If you have a large garden, the first option might be to confine the dog to a section of the garden by fencing it off and training it to use only that area. You could even have a sandpit or a “peeing post” in that area of the garden. If that isn’t feasible, you can try diluting the effects of the urine by spraying water on the areas where the dog has urinated.

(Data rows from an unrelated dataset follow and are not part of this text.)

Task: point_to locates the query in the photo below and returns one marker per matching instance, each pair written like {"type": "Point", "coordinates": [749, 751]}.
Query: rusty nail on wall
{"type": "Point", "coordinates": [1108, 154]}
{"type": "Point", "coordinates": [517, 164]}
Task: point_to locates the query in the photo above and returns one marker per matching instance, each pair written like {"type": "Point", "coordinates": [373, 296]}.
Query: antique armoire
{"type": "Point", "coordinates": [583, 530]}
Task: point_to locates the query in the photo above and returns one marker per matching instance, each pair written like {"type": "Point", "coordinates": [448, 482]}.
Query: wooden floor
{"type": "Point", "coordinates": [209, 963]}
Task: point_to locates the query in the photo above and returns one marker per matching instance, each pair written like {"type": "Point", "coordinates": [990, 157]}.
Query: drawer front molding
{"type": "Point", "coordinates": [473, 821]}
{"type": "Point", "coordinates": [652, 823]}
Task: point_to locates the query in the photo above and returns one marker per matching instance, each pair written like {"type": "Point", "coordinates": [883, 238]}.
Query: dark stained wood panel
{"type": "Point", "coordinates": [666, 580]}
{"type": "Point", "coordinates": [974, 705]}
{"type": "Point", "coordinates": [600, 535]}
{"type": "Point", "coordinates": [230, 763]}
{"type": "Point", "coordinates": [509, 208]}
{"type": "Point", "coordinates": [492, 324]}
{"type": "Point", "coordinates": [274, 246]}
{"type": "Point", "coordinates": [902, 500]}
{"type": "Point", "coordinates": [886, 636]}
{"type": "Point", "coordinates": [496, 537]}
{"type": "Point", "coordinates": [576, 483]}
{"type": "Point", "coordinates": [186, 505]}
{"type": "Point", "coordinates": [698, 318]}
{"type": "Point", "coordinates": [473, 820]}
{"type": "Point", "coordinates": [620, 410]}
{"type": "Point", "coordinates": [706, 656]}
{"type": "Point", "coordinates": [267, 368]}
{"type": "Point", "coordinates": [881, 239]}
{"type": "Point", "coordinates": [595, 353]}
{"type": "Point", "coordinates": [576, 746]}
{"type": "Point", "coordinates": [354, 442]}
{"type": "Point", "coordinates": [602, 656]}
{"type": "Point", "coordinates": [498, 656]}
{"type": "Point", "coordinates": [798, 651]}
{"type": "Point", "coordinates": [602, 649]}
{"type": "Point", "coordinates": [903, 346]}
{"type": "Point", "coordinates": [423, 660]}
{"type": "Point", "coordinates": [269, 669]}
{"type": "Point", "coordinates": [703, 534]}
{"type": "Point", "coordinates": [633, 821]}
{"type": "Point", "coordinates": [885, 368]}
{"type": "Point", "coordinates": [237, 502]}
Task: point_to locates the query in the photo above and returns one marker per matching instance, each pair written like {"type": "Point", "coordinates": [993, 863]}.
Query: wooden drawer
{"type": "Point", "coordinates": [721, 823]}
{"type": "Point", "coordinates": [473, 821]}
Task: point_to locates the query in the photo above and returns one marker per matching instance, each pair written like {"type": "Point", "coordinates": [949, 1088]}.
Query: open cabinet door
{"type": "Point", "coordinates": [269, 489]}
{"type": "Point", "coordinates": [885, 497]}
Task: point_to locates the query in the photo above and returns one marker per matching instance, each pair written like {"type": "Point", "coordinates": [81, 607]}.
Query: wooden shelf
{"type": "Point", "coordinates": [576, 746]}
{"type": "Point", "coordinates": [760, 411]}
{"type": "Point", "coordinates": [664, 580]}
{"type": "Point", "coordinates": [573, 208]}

It’s hard to find lists of plants that are dog-urine-resistant. But it’s probable that native plants would be more resistant to dog urine than other plants. Plants that are salt-resistant, such as rugosa roses (Rosa rugosa), staghorn sumac (Rhus typhina) and winterberry (Ilex verticillata) are also recommended. Both roses and sumac needs lots of sun, but the winterberry will do well in part shade. Plants that are prickly and thorny may also act as a deterrent to dogs. Bulbs (e.g., daffodils, tulips and crocuses), because they are buried in the ground for long periods, are not as damaged by urine, though they may be trampled by a dog. And bulbs bloom before or while the leaves are coming out on trees, so will get enough sun in early spring even in a shady garden.
Good luck with your dog-friendly garden.